Sistematicamente, estas três consultoras/empresas de contabilidade atribuíram ratings/classificações positivas a estes negócios.
Estas classificações não tiveram em conta a capacidade das pessoas que pediram os empréstimos de os poderem, efectivamente pagar ou terem capacidade para pagar o empréstimo.
Com todo este “movimento em acção” todos os jogadores deste jogo estavam a fazer dinheiro. Todos tinham interesse em deitar a mão ao dinheiro expectável que ai viria.
O resultado:
O que agora estamos a ver.
Por todo o mundo, os detentores destas garantias virtuais e dos papeis que certificam que o que compraram vale” X” descobrem afinal que o que compraram não vale “X” , mas sim “X” menos 1000 e que as garantias são inúteis.
O problema extravasou para o mundo inteiro, porque neste negócio, ao longo desta cadeia de vendedores e compradores, também bancos estrangeiros, e governos estrangeiros, empresas de seguros internacionais, empresas privadas compraram* acções sobre hipotecas de empréstimos de habitação
Agora são donos de garantias que nada valem.
* Compraram porque lhes foi dado a ver um negócio que oferecia uma (1) alta taxa de retorno e tinha (2)“credibilidade” certificada por prestigiadas empresas internacionais de classificação de risco.
Financeiramente, quando se tem “papeis virtuais” que não valem nada, ou valem menos 1000, fica-se engasgado.
É por isso que, penosamente, os bancos mundiais (e governos e empresas) estão a alterar a sua contabilidade. Reduzindo o valor dos seus activos…recalculando-o para baixo.
- A segunda forma de corrupção foi a seguinte:
Esta ocorre no inicio do negócio.
Uma família americana, encharcada na ideia de querer obter o “sonho americano”, quer ter uma casa própria, sem ter que continuar a pagar uma renda ao senhorio. Ambos os membros do casal trabalham, mas o que ganham não chega para pagarem o empréstimo.
Subitamente, quando estão na sua casa arrendada a ver wrestling na televisão (algures em 2003,2004,2005), aparece um(a) jovem bem vestido (da companhia “XPTO”) e diz-lhes que tem noticias maravilhosas para lhes dar. Pergunta antes, quanto é que pagam de renda? E a resposta é: 800 dólares por mês.
E o(a) jovem bem vestido declara: posso pô-los na vossa casa própria mas por apenas 600 dólares por mês, menos 200 do que pagam agora.

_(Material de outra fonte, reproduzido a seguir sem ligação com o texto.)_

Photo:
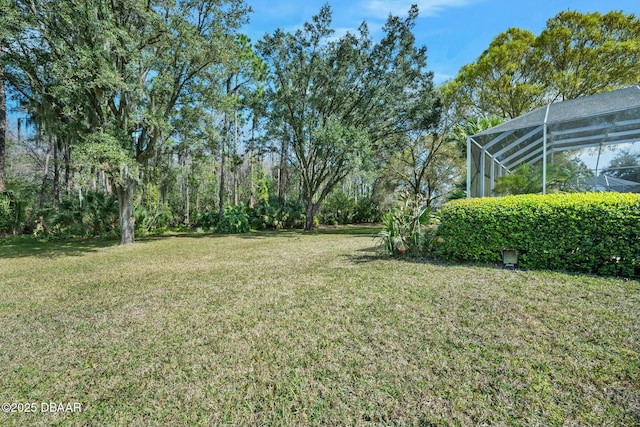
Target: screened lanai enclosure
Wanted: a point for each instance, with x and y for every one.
(536, 138)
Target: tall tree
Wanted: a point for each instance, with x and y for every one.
(341, 99)
(577, 54)
(586, 53)
(625, 165)
(119, 71)
(3, 121)
(502, 82)
(428, 167)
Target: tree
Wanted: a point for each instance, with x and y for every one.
(502, 82)
(584, 54)
(575, 55)
(3, 122)
(340, 100)
(118, 71)
(564, 174)
(428, 167)
(625, 165)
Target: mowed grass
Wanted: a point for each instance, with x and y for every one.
(289, 328)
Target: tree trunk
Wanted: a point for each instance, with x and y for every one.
(311, 210)
(56, 173)
(3, 127)
(282, 171)
(125, 193)
(222, 164)
(45, 175)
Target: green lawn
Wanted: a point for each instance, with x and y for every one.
(307, 329)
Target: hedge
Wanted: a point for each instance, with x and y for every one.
(583, 232)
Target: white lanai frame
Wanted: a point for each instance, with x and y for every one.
(609, 118)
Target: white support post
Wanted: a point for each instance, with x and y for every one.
(544, 151)
(468, 167)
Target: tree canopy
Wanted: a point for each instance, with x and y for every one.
(577, 54)
(339, 100)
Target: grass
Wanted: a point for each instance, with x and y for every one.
(308, 329)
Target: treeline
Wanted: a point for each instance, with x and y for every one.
(149, 115)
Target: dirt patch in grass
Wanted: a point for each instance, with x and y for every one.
(308, 328)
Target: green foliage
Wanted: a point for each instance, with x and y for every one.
(154, 219)
(338, 209)
(585, 232)
(625, 165)
(366, 211)
(345, 97)
(409, 228)
(275, 213)
(234, 220)
(563, 175)
(91, 215)
(207, 219)
(12, 212)
(577, 54)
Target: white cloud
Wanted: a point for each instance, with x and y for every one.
(382, 8)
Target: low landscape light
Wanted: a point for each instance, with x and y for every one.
(509, 257)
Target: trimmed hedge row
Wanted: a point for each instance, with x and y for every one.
(584, 232)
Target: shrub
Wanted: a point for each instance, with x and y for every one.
(234, 220)
(94, 214)
(154, 219)
(584, 232)
(366, 211)
(207, 219)
(275, 213)
(408, 228)
(338, 209)
(11, 213)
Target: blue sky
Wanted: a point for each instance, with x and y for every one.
(455, 32)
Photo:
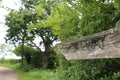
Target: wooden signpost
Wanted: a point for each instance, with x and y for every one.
(104, 44)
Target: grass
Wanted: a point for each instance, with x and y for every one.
(34, 74)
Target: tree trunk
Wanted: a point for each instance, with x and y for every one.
(45, 56)
(22, 55)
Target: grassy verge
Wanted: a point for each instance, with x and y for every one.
(34, 74)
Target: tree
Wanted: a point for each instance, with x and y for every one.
(28, 52)
(44, 32)
(25, 25)
(73, 19)
(17, 30)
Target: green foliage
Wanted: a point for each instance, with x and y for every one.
(32, 74)
(37, 60)
(28, 52)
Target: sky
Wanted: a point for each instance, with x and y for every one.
(13, 4)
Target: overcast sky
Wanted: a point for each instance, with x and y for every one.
(13, 4)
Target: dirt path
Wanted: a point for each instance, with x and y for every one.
(7, 74)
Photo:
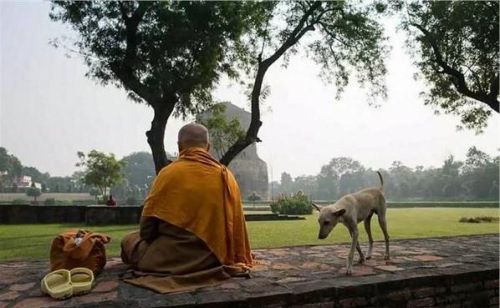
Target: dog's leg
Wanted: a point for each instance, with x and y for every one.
(383, 226)
(354, 244)
(360, 252)
(368, 229)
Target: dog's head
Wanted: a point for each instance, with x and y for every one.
(328, 218)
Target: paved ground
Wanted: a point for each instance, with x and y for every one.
(280, 272)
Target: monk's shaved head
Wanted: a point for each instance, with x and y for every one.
(192, 135)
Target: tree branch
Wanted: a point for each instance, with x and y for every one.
(458, 78)
(256, 123)
(124, 70)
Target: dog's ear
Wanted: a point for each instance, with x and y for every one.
(316, 206)
(339, 212)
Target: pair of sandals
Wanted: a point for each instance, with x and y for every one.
(62, 284)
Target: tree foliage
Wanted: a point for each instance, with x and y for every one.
(168, 54)
(171, 54)
(343, 37)
(100, 170)
(10, 167)
(456, 48)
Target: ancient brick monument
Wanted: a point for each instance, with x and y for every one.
(249, 169)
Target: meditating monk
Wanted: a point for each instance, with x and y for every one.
(192, 229)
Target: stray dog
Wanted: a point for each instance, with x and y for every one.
(351, 210)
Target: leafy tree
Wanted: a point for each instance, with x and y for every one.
(95, 192)
(35, 174)
(348, 39)
(10, 167)
(167, 54)
(170, 54)
(456, 49)
(100, 170)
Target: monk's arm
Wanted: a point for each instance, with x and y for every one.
(149, 228)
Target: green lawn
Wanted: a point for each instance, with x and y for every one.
(21, 242)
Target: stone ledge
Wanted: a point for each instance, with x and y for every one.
(461, 273)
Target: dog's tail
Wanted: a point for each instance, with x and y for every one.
(381, 180)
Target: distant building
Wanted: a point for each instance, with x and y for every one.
(26, 182)
(248, 168)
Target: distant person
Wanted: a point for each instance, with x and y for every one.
(192, 229)
(111, 201)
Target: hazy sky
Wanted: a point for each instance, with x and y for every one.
(49, 110)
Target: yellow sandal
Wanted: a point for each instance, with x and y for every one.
(82, 279)
(57, 284)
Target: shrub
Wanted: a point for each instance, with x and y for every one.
(50, 201)
(479, 219)
(297, 204)
(254, 197)
(131, 201)
(19, 201)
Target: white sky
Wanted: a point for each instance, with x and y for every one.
(49, 110)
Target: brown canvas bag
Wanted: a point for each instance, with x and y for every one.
(79, 248)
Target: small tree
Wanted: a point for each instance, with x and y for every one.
(100, 170)
(94, 192)
(34, 192)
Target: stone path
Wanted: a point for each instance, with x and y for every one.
(283, 276)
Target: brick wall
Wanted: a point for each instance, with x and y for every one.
(471, 289)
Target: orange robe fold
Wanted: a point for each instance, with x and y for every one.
(200, 195)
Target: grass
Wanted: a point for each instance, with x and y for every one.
(24, 242)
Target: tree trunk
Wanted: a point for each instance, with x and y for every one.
(156, 135)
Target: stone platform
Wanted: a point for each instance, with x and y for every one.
(451, 272)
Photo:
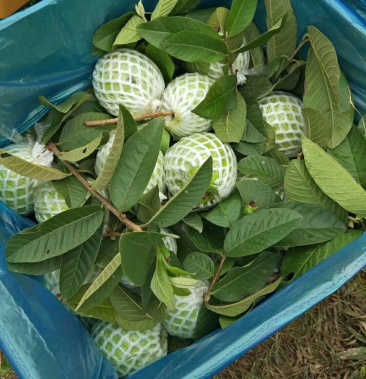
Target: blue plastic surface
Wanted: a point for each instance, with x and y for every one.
(40, 337)
(46, 51)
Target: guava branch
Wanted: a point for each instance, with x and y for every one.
(112, 121)
(215, 278)
(121, 216)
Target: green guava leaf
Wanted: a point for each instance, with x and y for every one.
(333, 179)
(111, 162)
(257, 194)
(61, 112)
(317, 127)
(194, 220)
(75, 134)
(102, 286)
(77, 264)
(163, 8)
(200, 265)
(226, 212)
(209, 240)
(161, 285)
(240, 16)
(231, 126)
(283, 43)
(186, 199)
(347, 153)
(317, 226)
(235, 309)
(81, 152)
(163, 60)
(128, 305)
(36, 268)
(184, 6)
(148, 205)
(128, 33)
(263, 38)
(138, 253)
(74, 193)
(300, 186)
(322, 87)
(55, 236)
(259, 230)
(29, 169)
(106, 34)
(267, 170)
(192, 46)
(240, 282)
(220, 99)
(218, 19)
(299, 260)
(156, 32)
(102, 311)
(257, 55)
(136, 165)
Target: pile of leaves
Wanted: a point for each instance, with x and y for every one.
(249, 245)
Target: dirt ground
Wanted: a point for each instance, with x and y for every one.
(328, 342)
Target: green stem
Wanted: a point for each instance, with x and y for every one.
(215, 278)
(303, 42)
(121, 216)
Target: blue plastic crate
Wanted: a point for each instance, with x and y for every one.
(46, 51)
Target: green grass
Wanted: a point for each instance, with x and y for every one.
(327, 342)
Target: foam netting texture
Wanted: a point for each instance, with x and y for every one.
(186, 156)
(129, 351)
(15, 190)
(284, 113)
(130, 78)
(181, 96)
(182, 320)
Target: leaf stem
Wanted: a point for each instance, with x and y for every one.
(112, 121)
(303, 42)
(215, 278)
(121, 216)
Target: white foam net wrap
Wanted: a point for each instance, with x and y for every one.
(185, 157)
(15, 190)
(181, 322)
(48, 202)
(284, 113)
(130, 351)
(130, 78)
(182, 95)
(51, 281)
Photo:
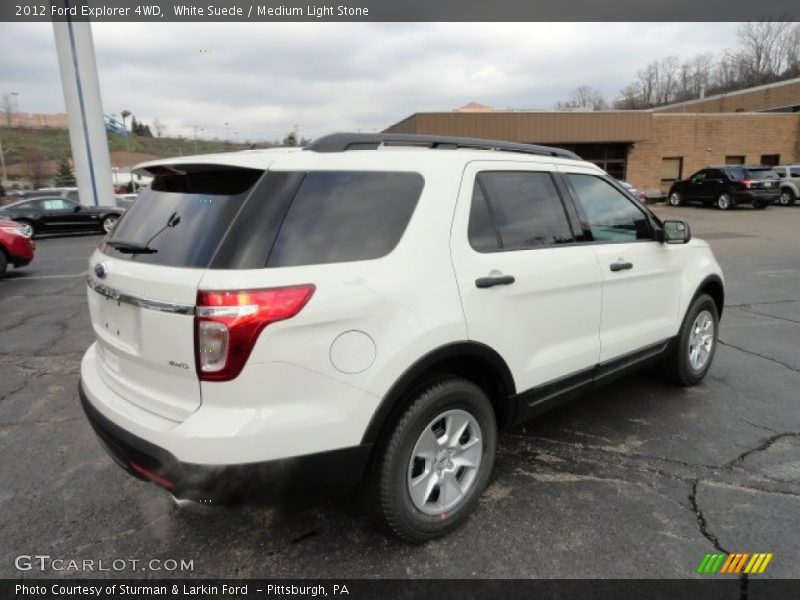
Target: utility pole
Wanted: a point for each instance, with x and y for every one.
(87, 130)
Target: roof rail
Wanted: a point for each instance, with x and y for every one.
(340, 142)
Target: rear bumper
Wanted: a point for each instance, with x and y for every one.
(336, 470)
(19, 249)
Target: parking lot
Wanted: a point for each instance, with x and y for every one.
(639, 479)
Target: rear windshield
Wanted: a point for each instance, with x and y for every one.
(182, 217)
(346, 216)
(740, 173)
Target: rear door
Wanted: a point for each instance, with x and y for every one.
(142, 303)
(528, 290)
(641, 276)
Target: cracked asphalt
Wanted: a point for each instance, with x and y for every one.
(639, 479)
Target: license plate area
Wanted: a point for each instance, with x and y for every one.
(120, 323)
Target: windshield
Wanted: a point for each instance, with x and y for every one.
(762, 174)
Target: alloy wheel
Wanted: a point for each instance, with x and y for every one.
(445, 462)
(701, 340)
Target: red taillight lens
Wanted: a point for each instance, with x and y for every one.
(227, 325)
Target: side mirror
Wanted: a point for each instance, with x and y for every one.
(677, 232)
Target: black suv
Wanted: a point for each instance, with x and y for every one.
(727, 186)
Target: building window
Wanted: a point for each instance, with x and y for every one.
(671, 168)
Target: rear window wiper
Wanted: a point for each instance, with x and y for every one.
(130, 247)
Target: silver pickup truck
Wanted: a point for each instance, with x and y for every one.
(790, 184)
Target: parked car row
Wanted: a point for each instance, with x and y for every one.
(728, 186)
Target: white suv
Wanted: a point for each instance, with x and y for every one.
(376, 307)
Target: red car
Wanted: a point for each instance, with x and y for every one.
(15, 247)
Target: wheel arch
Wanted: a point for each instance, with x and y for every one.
(473, 361)
(713, 286)
(792, 188)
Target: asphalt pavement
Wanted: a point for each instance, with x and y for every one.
(639, 479)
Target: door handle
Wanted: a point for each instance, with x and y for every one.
(621, 265)
(484, 282)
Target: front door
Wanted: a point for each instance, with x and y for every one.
(641, 276)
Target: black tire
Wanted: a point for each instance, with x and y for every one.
(725, 201)
(676, 366)
(389, 484)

Milhões de famílias agarraram esta oportunidade.
É claro que as clausulas posteriores em letras miudinhas foram depois explicadas. Só 600 dólares no primeiro ano, etc, mas depois torna-se diferente dependendo da subida ou descida das taxas de juro – taxa era variável.
Mas como a maior parte das famílias não entendia estas subtilezas ou não teve instrução e conhecimentos técnicos para entender claramente estes assuntos, assinou estes contratos…
Várias famílias, imediatamente, também aproveitaram para vender a hipoteca a um outro banco diferente/maior daquele que as contactou. Que por sua vez – dentro de todo este esquema – as juntou em “maços” de outras hipotecas que esteve sempre também a comprar para obter uma segurança negocial e creditícia maior e uma capacidade negocial maior caso pretendesse vender a um banco nacional, por exemplo.
O problema:
O (a) jovem bem vestido que faz a venda desta ideia maravilhosa, ao fim de 5 minutos de estar em casa dos potenciais adquirentes do empréstimo percebia imediatamente que estas pessoas não tinham hipóteses de pagar o empréstimo que lhes estava a oferecer.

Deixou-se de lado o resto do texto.